I have been using the row_number()
function to only select the observations that I need.
In my scenario, whenever there is two different name for a particular <id, entity_id, period, element>
, the National one should be left-out. In case there is only one, take the only one.
---- ----------- -------- --------------- ---------------------------
| id | entity_id | period | element | name |
---- ----------- -------- --------------- ---------------------------
| 12 | ABC123 | 2021 | Overall value | National Compatible - XYZ |
| 12 | ABC123 | 2021 | Overall value | Overall Estimation |
---- ----------- -------- --------------- ---------------------------
With cases like above, the following did the trick:
SELECT *
FROM (SELECT *,
Row_number()
OVER (
partition BY id, entity_id, period, element
ORDER BY NAME DESC) AS rn
FROM mydata) table
WHERE table.rn = 1
Problem is that now there are other cases like the following:
---- ----------- -------- --------------- ---------------------------
| id | entity_id | period | element | name |
---- ----------- -------- --------------- ---------------------------
| 12 | ABC123 | 2021 | Overall value | National Based - ZYX |
| 12 | ABC123 | 2021 | Overall value | Base Estimation |
---- ----------- -------- --------------- ---------------------------
And with the current SQL this would not work as I would have to change the order by from descending to ascending.
Is there any possibility to de-prioritize the "National..." record and take the other one in case there are multiple ones?

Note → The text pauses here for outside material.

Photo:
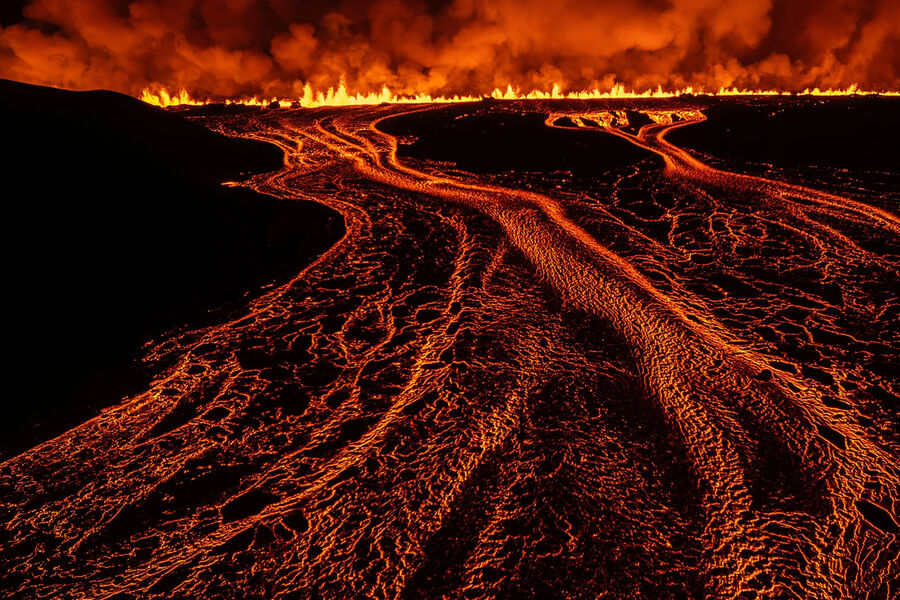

I am running the query on Hive/Impala.
CodePudding user response:
If you add another derived-table layer (or use a CTE) then you can add a CASE WHEN
to check for "name"
starting with 'National'
and give it a simple integer "tag" value you can use to de-prioritize those rows.
...like so:
WITH q AS (
SELECT
"id",
"entity_id",
"period",
"element",
"name",
CASE WHEN "name" LIKE 'National%' THEN 1 ELSE 2 END AS "tag"
FROM
mydata
),
filtered AS (
SELECT
*,
ROW_NUMBER() OVER (
PARTITION BY
"id", "entity_id", "period", "element"
ORDER BY
"tag" DESC,
"name" DESC
) AS rn
FROM
q
)
SELECT
*
FROM
filtered
WHERE
rn = 1